In New England, also romantic and picturesque in setting, but with a tendency toward a sterner realism, we find names like Mrs. Stowe's "Old Town Folks," Dr. Edward Everett Hale's "The Man Without a Country," here reprinted, Thomas Bailey Aldrich's "Marjorie Daw," and more recently the more intensely dramatic work of Sarah Orne Jewett and Mary Wilkins Freeman. The life in New York City was described in several delightful stories by the late Henry C. Bunner, former editor of Puck, and in Brander Matthews's "Vignettes of Manhattan." Richard Harding Davis's "Gallegher" came from its author's early Philadelphia experience; and another Philadelphian, Owen Wister, in "Philosophy 4," has drawn upon a Harvard College impression. In the Central West, Hamlin Garland's "Main Travelled Roads" and other papers bear witness to a never failing interest in literary production manifested on the borderlands of settlement.

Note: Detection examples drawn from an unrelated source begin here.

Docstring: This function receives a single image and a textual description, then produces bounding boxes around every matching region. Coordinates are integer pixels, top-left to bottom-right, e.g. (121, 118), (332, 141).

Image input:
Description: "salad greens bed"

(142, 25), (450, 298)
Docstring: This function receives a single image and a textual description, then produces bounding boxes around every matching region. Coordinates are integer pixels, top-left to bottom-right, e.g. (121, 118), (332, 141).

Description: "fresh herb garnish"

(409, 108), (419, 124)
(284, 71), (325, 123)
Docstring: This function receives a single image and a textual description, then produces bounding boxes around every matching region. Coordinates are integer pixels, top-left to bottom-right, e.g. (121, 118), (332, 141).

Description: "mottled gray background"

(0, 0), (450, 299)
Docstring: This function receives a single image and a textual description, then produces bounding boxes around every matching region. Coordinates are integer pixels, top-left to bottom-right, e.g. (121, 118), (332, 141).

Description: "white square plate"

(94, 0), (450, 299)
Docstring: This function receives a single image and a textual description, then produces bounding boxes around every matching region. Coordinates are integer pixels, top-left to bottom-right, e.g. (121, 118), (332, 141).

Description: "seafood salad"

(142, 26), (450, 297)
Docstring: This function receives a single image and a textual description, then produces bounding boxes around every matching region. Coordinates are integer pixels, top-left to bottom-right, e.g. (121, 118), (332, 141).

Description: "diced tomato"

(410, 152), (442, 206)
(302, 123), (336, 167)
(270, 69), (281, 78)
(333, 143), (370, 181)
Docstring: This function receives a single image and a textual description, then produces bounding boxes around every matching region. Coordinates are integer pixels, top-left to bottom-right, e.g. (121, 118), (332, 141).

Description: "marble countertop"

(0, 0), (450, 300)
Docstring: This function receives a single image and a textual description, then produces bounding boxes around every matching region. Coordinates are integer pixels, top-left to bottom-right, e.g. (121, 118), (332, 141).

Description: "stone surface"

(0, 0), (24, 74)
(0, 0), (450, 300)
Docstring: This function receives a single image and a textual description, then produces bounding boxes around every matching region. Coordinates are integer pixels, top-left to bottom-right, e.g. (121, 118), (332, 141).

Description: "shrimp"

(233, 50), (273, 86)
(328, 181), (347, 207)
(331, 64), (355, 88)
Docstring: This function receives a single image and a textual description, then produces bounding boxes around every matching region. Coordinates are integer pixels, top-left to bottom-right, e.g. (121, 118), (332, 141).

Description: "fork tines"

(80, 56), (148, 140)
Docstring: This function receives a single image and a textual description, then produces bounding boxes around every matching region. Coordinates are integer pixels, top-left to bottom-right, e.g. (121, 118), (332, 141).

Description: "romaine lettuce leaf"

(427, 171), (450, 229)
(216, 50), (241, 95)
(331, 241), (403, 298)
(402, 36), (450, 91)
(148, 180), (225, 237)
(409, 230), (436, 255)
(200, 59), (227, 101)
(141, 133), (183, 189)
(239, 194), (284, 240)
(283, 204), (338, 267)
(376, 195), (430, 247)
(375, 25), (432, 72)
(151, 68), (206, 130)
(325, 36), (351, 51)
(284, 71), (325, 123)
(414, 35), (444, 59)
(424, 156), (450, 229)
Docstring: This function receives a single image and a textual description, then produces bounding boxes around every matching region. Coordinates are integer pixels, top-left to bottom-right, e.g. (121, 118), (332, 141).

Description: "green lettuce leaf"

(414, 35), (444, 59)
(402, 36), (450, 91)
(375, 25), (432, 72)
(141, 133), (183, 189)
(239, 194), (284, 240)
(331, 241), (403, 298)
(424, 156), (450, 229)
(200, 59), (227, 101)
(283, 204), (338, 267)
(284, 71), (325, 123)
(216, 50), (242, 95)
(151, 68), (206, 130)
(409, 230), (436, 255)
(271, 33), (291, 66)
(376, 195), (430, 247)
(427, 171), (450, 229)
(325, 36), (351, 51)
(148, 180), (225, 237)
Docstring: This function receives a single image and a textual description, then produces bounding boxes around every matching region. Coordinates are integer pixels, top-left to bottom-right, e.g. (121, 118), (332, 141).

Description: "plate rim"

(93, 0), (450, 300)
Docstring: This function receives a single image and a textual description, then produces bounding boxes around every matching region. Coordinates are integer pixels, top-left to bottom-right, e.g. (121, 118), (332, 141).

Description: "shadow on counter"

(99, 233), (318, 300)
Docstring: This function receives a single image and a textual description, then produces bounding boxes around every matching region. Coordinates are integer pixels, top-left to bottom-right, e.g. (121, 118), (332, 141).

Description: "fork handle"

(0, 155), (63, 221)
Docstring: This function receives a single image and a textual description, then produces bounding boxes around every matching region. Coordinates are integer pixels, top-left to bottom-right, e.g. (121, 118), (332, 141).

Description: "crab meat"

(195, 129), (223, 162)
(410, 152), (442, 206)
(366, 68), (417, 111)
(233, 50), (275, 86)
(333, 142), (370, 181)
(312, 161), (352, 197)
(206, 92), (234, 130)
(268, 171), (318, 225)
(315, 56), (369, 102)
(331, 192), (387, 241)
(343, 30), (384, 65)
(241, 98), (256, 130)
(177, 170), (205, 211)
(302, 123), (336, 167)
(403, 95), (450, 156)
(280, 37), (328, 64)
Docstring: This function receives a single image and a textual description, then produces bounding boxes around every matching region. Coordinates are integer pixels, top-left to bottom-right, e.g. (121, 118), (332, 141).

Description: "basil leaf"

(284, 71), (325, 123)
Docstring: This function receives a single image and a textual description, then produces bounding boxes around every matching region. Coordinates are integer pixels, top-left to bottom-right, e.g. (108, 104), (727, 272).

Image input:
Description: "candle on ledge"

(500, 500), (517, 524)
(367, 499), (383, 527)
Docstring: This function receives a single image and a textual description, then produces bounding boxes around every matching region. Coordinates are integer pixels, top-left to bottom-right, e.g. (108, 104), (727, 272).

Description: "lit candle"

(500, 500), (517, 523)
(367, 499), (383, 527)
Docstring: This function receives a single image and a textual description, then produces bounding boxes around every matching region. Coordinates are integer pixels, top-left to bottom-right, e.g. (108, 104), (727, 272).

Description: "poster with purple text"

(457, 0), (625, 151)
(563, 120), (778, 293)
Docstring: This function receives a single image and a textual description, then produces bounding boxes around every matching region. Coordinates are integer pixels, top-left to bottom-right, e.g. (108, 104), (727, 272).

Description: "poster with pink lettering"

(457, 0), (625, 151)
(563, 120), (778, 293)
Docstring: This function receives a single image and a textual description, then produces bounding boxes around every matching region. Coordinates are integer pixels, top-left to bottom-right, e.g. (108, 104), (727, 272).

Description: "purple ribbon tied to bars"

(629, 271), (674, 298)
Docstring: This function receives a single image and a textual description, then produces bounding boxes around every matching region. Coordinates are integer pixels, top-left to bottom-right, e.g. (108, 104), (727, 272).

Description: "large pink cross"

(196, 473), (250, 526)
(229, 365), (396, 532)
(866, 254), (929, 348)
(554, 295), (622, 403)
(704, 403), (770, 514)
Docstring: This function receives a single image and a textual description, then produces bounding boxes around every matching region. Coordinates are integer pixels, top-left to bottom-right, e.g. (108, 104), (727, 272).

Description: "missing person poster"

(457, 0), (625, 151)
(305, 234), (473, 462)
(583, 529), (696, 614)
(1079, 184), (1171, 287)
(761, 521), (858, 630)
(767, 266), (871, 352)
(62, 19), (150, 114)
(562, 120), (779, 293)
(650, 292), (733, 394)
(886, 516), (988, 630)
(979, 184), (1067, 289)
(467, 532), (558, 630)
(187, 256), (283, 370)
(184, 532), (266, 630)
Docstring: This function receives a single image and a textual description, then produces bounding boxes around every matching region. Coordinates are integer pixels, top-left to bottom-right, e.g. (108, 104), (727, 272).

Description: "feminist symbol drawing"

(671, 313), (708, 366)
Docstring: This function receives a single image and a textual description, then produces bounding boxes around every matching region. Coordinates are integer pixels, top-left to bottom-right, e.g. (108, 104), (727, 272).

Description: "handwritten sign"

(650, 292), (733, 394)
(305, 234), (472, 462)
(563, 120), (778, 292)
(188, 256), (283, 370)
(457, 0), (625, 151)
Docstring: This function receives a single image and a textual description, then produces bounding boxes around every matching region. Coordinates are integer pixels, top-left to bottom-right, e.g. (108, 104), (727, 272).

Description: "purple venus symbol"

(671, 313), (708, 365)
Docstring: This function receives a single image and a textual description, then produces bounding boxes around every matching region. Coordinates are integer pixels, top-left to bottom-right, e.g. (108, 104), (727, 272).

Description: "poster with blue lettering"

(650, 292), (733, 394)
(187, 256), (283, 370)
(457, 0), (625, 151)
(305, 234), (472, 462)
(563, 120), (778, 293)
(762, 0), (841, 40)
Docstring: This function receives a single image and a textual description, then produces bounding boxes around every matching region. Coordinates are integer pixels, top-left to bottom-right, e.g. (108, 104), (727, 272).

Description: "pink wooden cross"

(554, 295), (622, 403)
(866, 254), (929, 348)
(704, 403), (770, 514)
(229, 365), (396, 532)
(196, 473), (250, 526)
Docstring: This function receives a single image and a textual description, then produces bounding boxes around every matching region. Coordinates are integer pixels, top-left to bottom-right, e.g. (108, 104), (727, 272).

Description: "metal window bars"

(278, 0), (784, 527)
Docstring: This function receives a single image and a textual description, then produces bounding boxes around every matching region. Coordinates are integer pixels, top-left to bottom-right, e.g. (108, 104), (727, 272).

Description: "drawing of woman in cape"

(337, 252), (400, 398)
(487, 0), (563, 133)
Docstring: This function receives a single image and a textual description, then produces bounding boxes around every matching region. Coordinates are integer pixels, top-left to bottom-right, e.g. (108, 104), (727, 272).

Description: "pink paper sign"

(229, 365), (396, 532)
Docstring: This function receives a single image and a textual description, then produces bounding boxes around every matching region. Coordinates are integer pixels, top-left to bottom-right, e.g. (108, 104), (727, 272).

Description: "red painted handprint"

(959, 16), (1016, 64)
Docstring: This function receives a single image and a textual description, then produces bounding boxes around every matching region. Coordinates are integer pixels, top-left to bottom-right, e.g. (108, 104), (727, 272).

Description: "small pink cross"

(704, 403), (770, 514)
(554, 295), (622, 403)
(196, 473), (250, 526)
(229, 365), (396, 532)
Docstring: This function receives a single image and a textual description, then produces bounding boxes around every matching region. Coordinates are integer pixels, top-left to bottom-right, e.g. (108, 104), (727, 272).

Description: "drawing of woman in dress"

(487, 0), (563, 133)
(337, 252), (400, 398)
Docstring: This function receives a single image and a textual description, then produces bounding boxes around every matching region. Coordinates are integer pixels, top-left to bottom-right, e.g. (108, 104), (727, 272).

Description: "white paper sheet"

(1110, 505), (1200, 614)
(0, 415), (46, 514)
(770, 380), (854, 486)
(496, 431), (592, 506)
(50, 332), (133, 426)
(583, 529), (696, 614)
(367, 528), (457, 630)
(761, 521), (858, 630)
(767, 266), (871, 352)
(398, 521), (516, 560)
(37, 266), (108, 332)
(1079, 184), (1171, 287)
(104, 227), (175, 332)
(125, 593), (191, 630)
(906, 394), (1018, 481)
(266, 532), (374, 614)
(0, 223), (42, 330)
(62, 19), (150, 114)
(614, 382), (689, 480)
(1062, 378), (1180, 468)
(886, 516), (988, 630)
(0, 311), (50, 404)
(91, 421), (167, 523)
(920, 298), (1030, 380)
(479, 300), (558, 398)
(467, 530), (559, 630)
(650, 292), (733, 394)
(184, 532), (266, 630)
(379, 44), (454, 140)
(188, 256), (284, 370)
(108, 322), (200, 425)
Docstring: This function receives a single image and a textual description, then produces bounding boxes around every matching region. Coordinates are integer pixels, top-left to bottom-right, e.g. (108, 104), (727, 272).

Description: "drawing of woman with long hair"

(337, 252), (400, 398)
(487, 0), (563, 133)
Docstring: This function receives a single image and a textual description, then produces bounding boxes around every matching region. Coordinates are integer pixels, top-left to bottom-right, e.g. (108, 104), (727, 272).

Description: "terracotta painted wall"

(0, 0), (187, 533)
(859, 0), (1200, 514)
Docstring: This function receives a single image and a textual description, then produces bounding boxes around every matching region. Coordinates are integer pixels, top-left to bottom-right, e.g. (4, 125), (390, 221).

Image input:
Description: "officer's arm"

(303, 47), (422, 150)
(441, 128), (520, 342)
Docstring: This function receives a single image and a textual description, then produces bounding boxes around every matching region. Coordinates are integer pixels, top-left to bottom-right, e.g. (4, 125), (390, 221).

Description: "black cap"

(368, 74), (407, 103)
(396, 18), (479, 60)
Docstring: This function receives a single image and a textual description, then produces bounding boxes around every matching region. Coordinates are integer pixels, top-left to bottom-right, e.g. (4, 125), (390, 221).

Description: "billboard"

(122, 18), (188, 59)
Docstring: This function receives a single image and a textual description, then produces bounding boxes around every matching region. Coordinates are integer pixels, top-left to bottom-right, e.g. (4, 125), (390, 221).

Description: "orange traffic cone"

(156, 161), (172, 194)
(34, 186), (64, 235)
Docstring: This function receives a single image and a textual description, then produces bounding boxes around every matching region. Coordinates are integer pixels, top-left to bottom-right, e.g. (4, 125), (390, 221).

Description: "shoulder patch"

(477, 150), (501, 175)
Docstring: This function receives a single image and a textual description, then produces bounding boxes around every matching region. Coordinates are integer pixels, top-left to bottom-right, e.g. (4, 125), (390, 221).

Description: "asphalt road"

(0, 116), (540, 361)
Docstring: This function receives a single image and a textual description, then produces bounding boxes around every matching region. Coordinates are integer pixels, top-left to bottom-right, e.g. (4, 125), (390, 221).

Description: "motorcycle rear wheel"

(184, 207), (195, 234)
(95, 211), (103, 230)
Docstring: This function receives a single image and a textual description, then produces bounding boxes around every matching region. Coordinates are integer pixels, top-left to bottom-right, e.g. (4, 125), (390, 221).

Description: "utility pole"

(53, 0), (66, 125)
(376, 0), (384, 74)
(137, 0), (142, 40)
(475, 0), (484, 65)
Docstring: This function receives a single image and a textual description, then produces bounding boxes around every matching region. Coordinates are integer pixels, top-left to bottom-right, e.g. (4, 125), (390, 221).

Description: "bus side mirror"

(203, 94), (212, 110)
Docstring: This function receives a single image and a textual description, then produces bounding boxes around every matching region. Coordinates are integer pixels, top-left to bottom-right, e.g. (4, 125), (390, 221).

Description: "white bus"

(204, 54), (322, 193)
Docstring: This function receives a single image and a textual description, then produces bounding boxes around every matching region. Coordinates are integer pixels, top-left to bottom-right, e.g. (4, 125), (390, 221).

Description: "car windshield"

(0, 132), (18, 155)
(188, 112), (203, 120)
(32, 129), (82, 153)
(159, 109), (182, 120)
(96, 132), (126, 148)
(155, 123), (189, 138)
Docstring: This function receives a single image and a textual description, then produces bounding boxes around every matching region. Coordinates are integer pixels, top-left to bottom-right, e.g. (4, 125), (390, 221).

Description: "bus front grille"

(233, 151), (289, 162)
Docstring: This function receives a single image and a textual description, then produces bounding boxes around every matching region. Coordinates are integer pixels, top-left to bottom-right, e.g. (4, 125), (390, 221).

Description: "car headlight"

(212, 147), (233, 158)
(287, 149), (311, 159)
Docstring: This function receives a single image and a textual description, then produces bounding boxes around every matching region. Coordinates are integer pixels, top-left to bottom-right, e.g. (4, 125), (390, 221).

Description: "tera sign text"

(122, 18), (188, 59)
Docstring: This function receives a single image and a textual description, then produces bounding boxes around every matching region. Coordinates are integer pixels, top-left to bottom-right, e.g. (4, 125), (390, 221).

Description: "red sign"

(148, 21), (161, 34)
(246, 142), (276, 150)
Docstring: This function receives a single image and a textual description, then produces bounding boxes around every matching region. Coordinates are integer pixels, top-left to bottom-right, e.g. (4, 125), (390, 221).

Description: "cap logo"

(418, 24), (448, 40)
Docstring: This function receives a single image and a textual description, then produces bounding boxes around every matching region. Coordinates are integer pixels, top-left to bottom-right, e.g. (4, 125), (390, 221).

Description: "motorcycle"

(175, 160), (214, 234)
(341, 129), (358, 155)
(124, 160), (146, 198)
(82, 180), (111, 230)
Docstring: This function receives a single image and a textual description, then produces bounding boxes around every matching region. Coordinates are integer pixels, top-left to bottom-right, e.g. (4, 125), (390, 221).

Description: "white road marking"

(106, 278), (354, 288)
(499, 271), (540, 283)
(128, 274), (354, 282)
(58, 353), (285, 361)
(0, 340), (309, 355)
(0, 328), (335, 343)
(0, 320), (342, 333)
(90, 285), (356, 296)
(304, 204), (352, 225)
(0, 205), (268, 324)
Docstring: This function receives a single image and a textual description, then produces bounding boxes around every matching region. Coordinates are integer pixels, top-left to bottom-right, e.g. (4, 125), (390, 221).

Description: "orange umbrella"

And the notes are still struck full and the register is widening. Stewart E. White, "O. Henry," Henry W. Phillips, Edith Wharton, Kate Douglas Wiggin, Josephine Dodge Daskam, Myra Kelly, Virginia Frazer Boyle, are a few of the names to be found of recent

years signed to popular short stories in current American magazines. The sorts and kinds are numerous. There is the sketch, revealing some emotion or other, but no action, giving a mere mood, or even portraying still life. There is the Tale proper; there is the Allegory, beloved of Hawthorne; the Detective Story, invented by Poe, and reproduced in our day by Dr. Conan Doyle in England; the Burlesque, which Thackeray so much loved; the Story of Incident and of Local Colour, the latter particularly characteristic of the remote West and South. The Psychological Tale or Symbolic Story is a further development natural enough; and this in turn has lent itself to the Story of the Unexpected or the Surprise.

A thoroughly indigenous product of American soil, the short story, having found so many ramifications and divisions and species, and having become so popular in demand and supply, calls for mastery as never before. In its very popularity lies its greatest danger the likelihood that the form will be degraded by too common usage. The two most interesting periods in its history are the earlier ones- the period. of Hawthorne and Poe and Longstreet, and the period of Bret Harte. Will it pass away with the advent of text-books showing how it may be written? Let us hope and believe that it will not.